Her talk, titled “Songwriting as Creative Craft, Spiritual Discipline, and Social Subversion,” will be preceded by a GMC choir presentation of two hymns that address climate change that we have commissioned Dr. Bringle to write. The presentation begins at 4 p.m. in the East Room of Withey Hall.
Dr. Bringle has a B.A. from Guilford College and a Ph.D. in theological studies from the Candler School of Theology at Emory University. She is a professor of philosophy and religion at Brevard College and chair of the division of humanities. Dr. Bringle is the author of two books on practical theology -- Despair: Sickness or Sin? (Nashville: Abingdon, 1990) and The God of Thinness: Gluttony and Other Weighty Matters (Nashville: Abingdon, 1992). Dr. Bringle has been a consultant on eating disorders in the Office of Health Ministries for the Presbyterian Church, and she is an authority on women’s issues and feminist theology.
In the last decade she turned her attention to music. She has published two texts of her own hymns -- Joy and Wonder, Love and Longing: 75 Hymn Texts (Chicago: GIA Publications, 2002) and In Wind and Wonder: 75 Hymn Texts (Chicago: GIA Publications, 2007).
She has won numerous international hymn writing competitions, and she is the President Elect of the Hymn Society of the United States and Canada. Many of her works address contemporary social issues and seek to bring communities together to embrace social change.

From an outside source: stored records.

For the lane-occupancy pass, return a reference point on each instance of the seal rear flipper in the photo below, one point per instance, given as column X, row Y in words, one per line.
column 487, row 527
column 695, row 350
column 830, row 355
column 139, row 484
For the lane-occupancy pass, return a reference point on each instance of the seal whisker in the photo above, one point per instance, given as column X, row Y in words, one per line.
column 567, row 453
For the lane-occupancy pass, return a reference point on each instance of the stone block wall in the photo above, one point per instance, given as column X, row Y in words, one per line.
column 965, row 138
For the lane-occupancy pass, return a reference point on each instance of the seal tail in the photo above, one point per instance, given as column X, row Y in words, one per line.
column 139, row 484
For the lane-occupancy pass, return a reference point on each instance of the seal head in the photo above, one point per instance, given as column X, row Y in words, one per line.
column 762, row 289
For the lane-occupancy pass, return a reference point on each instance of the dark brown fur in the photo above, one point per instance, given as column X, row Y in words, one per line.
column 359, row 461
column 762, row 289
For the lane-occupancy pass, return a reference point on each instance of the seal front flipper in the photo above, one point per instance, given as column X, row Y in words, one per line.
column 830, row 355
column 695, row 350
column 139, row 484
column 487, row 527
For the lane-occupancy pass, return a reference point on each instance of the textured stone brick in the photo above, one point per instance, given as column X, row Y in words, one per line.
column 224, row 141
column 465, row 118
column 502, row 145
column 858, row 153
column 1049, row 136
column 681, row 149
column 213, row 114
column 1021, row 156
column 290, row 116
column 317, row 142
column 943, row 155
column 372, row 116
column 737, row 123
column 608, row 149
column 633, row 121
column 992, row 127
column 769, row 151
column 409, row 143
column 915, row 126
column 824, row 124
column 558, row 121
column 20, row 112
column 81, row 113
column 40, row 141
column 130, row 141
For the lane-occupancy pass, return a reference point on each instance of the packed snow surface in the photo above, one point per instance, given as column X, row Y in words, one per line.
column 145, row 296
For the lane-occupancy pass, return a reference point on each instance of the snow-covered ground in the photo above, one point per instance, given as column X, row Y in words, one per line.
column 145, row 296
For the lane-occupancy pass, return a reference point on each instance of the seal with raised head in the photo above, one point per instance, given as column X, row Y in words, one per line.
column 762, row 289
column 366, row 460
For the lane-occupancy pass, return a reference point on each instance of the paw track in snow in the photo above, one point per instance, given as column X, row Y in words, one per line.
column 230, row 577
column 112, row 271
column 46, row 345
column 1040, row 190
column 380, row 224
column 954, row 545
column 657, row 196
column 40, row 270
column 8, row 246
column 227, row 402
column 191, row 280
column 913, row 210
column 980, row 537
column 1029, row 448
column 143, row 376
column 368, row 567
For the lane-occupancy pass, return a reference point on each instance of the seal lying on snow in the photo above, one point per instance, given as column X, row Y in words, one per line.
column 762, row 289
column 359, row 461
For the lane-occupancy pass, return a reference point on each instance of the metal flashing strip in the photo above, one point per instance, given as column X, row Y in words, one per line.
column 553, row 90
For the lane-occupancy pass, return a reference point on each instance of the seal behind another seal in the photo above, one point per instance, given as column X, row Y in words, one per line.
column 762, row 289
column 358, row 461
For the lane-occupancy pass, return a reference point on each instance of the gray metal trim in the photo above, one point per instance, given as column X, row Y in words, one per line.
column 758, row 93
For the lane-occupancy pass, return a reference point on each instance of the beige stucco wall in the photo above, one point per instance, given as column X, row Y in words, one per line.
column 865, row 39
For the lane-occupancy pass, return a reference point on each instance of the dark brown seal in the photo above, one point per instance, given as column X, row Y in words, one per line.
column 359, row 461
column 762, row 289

The following is the text of one of the hymns commissioned by GMC:
"Can You Feel the Seasons Turning?"
Can you feel the seasons turning,
winds and waves grown wild and strange?
Can you feel creation groaning,
fearful of the coming change:
ice caps melting, oceans rising,
homes and habitations lost . . .
Can you feel the seasons turning?
Can you count the bitter cost?
Can you hear the creatures crying—
lynx and otter, wolf and whale?
Can you hear the Spirit sighing
as Her children grieve and fail?
Nature’s poor, the first to suffer,
pay the price of human greed.
Can you hear the creatures crying,
bidding us to stop and heed?
Can you feel the season turning
as an age of listening starts,
tuned to cries of deepest yearning,
changing minds and lives and hearts?
Sisters, brothers, all one family,
reaching out through time and space . . .

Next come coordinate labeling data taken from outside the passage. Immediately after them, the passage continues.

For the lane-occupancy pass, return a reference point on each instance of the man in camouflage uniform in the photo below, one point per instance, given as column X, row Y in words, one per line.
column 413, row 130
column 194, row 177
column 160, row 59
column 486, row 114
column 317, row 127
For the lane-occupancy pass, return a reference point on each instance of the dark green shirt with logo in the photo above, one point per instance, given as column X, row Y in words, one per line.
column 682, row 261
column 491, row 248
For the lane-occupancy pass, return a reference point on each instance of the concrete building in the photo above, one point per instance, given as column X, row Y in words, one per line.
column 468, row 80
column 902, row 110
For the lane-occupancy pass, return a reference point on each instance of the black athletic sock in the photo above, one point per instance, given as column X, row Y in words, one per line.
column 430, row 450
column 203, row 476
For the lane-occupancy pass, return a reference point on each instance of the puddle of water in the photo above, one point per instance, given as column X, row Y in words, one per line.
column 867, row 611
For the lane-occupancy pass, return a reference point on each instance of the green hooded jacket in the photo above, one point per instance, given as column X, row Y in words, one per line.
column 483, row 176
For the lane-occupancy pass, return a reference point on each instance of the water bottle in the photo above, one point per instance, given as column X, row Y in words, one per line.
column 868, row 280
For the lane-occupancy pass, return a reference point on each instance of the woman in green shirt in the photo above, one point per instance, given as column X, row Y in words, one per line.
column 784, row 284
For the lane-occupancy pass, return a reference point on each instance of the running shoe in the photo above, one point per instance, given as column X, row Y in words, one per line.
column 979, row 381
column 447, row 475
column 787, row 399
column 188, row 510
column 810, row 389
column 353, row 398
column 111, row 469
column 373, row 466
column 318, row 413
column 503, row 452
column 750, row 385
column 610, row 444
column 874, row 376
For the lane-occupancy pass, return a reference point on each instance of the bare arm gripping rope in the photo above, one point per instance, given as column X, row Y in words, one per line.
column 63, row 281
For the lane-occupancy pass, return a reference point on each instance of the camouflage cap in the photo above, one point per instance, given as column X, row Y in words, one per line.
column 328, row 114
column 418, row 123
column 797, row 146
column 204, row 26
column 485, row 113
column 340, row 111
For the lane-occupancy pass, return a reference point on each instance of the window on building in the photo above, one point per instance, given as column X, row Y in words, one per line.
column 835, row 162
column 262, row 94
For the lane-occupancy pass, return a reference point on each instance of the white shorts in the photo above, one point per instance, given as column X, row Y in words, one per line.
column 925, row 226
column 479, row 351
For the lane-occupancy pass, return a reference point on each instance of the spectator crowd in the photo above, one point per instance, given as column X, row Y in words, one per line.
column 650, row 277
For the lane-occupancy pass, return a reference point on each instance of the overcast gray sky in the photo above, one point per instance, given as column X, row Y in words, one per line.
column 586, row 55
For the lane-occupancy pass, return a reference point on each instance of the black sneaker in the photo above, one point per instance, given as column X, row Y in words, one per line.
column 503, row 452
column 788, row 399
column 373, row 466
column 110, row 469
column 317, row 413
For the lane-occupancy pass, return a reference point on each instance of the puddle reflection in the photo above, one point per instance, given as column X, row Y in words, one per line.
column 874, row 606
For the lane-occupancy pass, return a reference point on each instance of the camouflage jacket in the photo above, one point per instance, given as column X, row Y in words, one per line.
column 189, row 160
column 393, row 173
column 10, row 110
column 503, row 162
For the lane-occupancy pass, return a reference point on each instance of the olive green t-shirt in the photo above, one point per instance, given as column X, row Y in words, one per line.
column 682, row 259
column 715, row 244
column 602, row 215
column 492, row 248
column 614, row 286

Can you feel the season’s turning
toward the tender green of grace?
Mary Louise Bringle
© 2008 GIA Publications, Inc.
Prof. Karen Swyler's (fine arts) ceramics classes recently participated in a service learning project, "Bowls For Hunger", at Rutland High School. GMC students have been contributing to this annual event for the last three years. This year 15 students attended. Swyler's students donated over 40 bowls to the event, which culminated with a soup dinner in the Rutland High School cafeteria. Money raised through the sale of tickets is donated to the Community Cupboard.
Prof. Bill Prado (business) organized a workshop titled "From the World of Higher Education: News You Can Use" for the upcoming 2008 Vermont Businesses for Social Responsibility (VBSR) Annual Conference. Bill's presentation will provide an overview of sale-leaseback and other financial structures to reduce the cost of alternative energy systems. VBSR is a statewide business trade association of nearly 700 Vermont companies representing over 30,000 employees.